Видел твою сегодня

Та Репина
Видел твою сегодня – лохматая, пучеглазая, словом, красивая. Носится по сцене с большим барабаном – руки тонкие, как лоза, а бьёт громко, чётко, резко. Каждым движением любовался – было в ней что-то такое правильно мужское, сильное, нужное каждой героине.

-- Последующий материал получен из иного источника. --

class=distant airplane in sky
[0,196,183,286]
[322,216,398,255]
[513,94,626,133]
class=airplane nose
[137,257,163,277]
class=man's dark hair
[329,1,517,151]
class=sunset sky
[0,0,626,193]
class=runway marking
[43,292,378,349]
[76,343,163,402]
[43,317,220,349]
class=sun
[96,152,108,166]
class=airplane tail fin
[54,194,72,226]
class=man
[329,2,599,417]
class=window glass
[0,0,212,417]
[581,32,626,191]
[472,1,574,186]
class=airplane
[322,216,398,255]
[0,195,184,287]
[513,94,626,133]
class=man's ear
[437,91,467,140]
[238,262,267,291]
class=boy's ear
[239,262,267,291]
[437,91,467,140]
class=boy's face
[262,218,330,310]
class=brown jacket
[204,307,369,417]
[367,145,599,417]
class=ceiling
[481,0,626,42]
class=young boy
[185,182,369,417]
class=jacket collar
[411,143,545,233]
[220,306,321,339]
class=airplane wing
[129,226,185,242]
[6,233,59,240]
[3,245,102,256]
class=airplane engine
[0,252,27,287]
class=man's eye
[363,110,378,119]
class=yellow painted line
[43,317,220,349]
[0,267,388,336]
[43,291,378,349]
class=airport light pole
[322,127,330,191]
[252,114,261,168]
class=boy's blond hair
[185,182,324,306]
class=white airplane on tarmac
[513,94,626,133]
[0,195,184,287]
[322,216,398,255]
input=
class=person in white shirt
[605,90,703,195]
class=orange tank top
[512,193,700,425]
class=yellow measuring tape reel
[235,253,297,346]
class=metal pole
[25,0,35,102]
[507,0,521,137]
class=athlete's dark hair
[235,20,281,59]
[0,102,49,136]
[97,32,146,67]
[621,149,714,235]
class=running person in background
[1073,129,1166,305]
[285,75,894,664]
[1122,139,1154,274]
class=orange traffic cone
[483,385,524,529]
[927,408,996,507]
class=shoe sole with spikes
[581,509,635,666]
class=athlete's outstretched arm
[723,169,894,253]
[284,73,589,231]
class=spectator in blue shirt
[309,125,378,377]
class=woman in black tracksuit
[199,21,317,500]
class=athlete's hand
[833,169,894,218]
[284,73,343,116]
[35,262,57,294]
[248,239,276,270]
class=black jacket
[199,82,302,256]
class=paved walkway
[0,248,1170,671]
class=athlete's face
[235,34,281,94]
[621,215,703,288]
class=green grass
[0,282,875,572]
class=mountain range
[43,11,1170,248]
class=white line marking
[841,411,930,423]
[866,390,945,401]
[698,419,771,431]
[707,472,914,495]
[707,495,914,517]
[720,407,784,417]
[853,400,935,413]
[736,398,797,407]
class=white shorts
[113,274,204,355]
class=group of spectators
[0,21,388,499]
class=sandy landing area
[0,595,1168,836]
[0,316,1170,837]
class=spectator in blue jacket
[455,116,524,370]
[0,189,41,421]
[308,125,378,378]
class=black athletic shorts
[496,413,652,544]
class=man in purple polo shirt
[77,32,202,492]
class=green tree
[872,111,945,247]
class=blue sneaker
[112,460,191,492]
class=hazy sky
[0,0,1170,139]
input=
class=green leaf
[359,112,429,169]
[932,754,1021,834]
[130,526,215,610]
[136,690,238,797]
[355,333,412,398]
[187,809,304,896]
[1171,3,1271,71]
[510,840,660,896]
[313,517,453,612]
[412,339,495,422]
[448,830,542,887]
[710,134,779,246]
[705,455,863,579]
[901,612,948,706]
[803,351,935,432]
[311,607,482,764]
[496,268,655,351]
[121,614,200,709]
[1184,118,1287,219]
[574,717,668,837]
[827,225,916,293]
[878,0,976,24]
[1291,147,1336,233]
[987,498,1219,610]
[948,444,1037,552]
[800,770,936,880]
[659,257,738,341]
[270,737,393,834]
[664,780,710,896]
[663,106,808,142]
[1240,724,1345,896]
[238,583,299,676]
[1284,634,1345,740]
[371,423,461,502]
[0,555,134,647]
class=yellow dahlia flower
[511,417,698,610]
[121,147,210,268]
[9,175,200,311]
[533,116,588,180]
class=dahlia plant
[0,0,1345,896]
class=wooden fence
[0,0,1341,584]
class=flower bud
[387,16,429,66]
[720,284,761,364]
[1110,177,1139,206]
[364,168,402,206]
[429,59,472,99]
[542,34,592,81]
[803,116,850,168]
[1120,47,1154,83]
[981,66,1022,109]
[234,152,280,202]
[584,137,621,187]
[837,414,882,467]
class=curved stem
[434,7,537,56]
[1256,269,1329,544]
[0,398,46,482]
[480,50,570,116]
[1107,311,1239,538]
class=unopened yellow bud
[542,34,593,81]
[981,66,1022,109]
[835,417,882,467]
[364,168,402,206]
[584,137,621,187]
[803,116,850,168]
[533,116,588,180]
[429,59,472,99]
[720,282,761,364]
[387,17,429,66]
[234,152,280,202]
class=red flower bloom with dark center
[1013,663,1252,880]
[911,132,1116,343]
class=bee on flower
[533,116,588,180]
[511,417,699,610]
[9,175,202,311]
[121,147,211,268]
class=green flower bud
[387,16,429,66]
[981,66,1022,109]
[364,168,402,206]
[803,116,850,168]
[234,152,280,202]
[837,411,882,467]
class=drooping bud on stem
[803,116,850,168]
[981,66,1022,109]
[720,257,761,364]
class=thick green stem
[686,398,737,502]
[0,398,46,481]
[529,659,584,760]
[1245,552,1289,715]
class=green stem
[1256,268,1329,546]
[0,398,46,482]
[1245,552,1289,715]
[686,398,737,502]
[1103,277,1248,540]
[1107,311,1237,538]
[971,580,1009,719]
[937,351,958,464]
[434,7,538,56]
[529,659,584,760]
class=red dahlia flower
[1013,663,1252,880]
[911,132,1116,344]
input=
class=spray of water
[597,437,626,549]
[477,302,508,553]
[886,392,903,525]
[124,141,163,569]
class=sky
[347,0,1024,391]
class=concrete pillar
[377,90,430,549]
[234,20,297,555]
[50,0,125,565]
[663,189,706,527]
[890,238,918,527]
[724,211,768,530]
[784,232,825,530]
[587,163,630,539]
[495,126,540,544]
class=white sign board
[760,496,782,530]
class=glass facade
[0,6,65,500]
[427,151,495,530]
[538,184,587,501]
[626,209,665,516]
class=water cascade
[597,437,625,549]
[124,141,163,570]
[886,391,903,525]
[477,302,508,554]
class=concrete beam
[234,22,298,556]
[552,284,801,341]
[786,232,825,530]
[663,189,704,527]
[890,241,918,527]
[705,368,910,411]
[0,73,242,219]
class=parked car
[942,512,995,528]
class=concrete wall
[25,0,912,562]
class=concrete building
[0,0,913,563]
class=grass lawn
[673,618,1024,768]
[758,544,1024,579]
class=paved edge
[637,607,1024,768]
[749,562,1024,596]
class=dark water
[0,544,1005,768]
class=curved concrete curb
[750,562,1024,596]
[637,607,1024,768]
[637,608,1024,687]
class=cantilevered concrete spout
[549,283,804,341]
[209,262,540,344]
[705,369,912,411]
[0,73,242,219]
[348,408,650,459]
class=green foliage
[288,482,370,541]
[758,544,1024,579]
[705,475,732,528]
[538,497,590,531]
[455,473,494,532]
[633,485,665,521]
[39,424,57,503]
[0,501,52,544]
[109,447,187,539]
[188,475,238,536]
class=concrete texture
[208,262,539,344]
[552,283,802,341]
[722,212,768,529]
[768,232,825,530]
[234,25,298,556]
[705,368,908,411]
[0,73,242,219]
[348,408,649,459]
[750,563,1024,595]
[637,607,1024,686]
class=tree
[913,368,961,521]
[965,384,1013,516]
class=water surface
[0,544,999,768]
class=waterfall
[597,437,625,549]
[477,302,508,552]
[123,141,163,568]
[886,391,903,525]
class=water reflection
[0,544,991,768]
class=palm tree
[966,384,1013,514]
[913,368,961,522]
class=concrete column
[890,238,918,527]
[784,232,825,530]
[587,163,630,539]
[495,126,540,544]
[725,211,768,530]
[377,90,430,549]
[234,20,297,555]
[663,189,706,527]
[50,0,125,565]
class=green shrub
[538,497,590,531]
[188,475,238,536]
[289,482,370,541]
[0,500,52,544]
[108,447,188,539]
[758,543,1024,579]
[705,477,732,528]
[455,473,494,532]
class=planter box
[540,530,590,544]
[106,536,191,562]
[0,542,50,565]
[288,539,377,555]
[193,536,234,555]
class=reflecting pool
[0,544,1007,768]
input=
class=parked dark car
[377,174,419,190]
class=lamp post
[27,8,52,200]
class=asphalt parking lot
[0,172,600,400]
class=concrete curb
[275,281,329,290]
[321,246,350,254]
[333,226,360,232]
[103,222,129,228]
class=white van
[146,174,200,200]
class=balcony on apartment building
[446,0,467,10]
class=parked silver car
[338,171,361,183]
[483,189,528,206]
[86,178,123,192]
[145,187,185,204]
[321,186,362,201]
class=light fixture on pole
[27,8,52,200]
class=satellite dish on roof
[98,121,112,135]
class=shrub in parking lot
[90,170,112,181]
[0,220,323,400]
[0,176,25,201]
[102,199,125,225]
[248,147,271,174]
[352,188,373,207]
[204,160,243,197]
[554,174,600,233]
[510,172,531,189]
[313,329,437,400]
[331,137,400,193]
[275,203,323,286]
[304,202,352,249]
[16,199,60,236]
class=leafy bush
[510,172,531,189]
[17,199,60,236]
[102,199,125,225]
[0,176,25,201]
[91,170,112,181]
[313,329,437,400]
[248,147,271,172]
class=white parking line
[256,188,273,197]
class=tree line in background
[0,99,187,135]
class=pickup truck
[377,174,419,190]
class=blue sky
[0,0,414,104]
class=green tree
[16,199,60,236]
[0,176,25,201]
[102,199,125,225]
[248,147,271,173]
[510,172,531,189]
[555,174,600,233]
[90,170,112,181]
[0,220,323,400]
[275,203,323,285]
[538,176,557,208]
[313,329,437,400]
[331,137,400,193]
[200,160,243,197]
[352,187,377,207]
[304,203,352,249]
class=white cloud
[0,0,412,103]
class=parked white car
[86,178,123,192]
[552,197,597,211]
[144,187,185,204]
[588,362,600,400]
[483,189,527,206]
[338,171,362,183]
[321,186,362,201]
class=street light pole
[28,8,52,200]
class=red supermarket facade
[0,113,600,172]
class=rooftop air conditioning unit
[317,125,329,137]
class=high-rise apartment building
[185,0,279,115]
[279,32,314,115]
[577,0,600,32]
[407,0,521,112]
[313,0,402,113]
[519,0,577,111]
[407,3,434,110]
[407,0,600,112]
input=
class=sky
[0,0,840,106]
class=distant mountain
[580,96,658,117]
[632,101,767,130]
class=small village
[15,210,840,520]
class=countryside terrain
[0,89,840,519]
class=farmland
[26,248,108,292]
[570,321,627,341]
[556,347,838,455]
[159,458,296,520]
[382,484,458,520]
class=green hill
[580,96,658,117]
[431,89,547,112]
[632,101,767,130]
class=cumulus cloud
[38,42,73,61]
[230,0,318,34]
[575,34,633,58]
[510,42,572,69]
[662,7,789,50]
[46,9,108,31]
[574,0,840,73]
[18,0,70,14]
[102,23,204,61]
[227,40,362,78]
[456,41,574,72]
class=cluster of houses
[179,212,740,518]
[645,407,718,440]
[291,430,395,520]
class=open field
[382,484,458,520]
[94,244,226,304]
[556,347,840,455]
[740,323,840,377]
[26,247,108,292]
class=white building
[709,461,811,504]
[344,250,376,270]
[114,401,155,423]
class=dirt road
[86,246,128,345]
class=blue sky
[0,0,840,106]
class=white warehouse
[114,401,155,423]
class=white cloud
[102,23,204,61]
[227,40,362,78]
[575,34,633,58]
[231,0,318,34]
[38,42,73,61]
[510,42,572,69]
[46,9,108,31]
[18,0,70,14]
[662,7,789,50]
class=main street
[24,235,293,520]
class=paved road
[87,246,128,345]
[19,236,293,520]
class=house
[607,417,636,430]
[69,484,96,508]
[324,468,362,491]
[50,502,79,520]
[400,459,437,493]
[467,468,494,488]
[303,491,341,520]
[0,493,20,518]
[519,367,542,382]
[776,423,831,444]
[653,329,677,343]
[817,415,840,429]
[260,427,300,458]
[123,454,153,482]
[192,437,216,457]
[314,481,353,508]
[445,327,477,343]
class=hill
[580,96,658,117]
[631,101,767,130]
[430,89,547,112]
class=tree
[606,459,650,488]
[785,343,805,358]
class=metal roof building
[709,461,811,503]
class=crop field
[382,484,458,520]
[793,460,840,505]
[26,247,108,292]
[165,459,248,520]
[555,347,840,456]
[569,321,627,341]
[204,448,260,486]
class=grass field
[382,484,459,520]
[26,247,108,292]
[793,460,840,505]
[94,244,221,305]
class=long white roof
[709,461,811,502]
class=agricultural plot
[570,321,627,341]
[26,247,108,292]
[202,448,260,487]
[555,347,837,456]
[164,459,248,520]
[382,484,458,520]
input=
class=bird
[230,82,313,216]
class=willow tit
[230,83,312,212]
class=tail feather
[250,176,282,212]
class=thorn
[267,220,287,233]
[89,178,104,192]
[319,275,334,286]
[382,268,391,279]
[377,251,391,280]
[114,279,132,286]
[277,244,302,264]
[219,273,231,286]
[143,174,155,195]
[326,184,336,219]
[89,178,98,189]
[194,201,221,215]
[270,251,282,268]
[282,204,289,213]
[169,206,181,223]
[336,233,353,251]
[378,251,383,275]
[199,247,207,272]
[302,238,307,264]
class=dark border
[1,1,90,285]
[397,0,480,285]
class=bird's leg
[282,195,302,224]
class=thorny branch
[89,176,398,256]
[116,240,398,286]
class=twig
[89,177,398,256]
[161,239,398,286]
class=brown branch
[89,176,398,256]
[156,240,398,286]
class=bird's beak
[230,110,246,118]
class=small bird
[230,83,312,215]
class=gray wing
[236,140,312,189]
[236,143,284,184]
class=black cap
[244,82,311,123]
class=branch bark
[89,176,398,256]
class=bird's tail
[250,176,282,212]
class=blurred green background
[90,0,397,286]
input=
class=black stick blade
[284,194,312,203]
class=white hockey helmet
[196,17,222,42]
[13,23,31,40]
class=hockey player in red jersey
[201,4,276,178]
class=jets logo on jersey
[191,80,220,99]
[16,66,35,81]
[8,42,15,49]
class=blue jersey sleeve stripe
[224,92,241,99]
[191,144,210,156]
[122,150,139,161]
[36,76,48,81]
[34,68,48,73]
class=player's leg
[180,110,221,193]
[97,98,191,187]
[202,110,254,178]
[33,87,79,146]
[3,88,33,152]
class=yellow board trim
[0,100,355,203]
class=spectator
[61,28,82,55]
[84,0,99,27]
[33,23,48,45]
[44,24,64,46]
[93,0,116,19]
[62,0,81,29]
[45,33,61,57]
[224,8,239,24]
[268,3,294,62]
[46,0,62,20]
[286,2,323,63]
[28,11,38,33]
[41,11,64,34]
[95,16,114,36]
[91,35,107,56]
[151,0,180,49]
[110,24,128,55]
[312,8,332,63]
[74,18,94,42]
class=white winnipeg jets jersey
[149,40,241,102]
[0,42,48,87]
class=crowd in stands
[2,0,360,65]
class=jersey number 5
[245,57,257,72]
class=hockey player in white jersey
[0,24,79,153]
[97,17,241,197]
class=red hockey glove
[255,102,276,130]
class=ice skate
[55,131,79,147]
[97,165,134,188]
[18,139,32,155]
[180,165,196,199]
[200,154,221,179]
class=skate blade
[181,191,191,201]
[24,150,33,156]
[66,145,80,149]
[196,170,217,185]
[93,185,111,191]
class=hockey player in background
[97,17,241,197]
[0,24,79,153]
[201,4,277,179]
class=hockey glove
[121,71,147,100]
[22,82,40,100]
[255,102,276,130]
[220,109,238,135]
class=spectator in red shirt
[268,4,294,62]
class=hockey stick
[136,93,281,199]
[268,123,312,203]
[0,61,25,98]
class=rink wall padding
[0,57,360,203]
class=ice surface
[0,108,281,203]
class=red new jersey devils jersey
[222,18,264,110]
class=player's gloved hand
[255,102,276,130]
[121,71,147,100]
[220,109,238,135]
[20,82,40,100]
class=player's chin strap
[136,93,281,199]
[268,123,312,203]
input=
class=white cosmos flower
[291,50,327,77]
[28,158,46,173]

Бесхребетных литература не любит, а в ней всё было такое, что хоть роман пиши – глазищи огромные, в чёрной рамке подводки, волосы лицо чертят, подскакивают. С колен свисают юбки из оленьей кожи, на груди платки какие-то навинчены, руки до локтя – в лентах. Так бы и ускакал с ней на край света – в какой бы омут ни показала – бросился бы, не мешкая. Только она на меня не смотрела, и вообще в толпу даже взгляда не бросила – бьёт в барабан, а глазами по полу водит, будто что-то ищет или видит. Рот сжала в нитку, щёки раненым румянцем покрылись – устала. А я стоял, оторваться не мог, пил её, со всеми этими платками и завязками, всё срывалось во мне, и ноги сами танцевали, топали, только из всей какафонии лишь её удары слышал, они легли ровно в грудь – била, как сердце билось, и от этого дрожь по телу бежала, я как струна, весь отдавался ритму, весь к ней выплёскивался. Когда всё закончилось, я жадно на ладошки её глядел – они были маленькие, пунцовые, тесно сжатые в кулаки. И сама она стояла под аплодисментами так, будто на неё помои выливали – злая, мне тогда показалось, что сейчас главного своего ударит – так ей уйти хотелось. Меня ужасно разнежила эта злость. Она как будто даже не капризы выказывала, а правда своё дело знала – жила в звуке, а как только звук кончался – её всё утомляло и скучило. Она на ноги поднялась – ноги босые, маленькие, тонкие – и сама как флейта, тоненькая и свистящая. Подняла подбородок выше – и ничего на лице, кроме глаз не осталось, осмотрела зал, об меня споткнулась и тут же – в потолок. Глянула – как взлетела. Телом тут стоит, а душа – и никто не заметил – уже под крышей носится. Никогда ещё такого восторга перед женщиной не испытывал. Не зови меня в гости, брат. Жить спокойно не смогу.